“df -h” is showing about 1/2 “Available” disk that the “Disk Utility” shows for same internal SSD. Which is correct?

apple.stackexchange https://apple.stackexchange.com/questions/392865

Question

In mid-2012, I purchased a MacBook Pro, and replaced the internal HDD with a 256-GB Samsung SSD. I am starting a new project. Making sure I have enough disk space, I get conflicting results for the Available space in /dev/disk1:

The disk in question is /dev/disk1

Disk Utility

I am using MacOS 10.11.6. (El Capitan) I have emptied the Trash and rebooted. There is a Trim Enabler utility for SSD that I installed, but never got working correctly.

I am ok with 120GB available, but not ok with just 53GB. Which one is correct?

Was it helpful?

Solution

They’re both correct in that they are measuring two completely different things.

Disk Utility is measuring the volumes on the disk itself whereas df is measuring the file system.
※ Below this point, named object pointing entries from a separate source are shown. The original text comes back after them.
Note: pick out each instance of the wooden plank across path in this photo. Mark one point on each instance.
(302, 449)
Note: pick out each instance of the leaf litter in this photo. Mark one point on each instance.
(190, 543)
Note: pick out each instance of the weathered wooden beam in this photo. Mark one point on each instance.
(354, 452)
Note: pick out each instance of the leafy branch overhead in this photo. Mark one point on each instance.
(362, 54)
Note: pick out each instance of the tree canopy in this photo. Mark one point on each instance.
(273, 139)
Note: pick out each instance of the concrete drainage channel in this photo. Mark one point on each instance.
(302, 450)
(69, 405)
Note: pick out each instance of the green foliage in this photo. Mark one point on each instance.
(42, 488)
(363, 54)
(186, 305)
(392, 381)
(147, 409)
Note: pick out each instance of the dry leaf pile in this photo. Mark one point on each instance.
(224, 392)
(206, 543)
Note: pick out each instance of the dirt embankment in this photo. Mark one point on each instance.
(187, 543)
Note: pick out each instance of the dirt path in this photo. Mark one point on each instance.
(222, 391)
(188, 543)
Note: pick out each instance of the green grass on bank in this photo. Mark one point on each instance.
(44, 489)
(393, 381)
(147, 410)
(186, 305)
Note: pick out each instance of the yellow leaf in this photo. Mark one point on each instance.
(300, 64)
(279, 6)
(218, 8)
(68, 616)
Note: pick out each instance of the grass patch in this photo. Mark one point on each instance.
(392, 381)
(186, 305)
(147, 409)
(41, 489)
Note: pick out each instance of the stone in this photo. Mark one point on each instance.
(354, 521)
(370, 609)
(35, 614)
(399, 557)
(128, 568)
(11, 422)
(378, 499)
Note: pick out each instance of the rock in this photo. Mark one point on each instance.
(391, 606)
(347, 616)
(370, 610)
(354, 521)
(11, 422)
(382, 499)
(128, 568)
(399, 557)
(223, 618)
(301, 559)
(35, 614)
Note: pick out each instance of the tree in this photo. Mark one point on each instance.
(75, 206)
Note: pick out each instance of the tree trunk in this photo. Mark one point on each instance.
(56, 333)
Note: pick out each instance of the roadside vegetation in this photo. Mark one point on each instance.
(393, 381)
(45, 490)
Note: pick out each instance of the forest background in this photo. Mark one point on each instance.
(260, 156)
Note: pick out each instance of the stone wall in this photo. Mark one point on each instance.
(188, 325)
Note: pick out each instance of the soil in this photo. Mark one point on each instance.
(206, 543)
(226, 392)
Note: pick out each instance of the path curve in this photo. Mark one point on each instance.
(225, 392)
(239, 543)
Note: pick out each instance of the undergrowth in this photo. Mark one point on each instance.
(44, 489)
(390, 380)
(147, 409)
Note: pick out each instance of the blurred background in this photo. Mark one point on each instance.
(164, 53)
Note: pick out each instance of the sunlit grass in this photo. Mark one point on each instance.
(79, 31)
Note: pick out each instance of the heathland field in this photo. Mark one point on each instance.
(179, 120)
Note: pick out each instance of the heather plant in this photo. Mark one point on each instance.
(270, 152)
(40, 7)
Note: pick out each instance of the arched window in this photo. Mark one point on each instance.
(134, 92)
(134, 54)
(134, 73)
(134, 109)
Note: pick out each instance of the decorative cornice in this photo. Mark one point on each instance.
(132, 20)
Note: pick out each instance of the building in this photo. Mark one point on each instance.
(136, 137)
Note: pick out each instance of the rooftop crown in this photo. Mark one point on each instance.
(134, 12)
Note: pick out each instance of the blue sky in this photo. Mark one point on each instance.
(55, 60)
To draw an analogy, one is calculating the surface area of the dining table and the other is measuring the surface area of the plates.

So, the important bits here are the available space. Disk Utility is telling you that the disk itself has 120GB of available space. df is telling you that on this particular partition/volume you only gave 53GB available.

So, the space isn’t missing, its just not allocated by the filesystem. How do you claim it? Create a new partition, resize an existing partition, etc.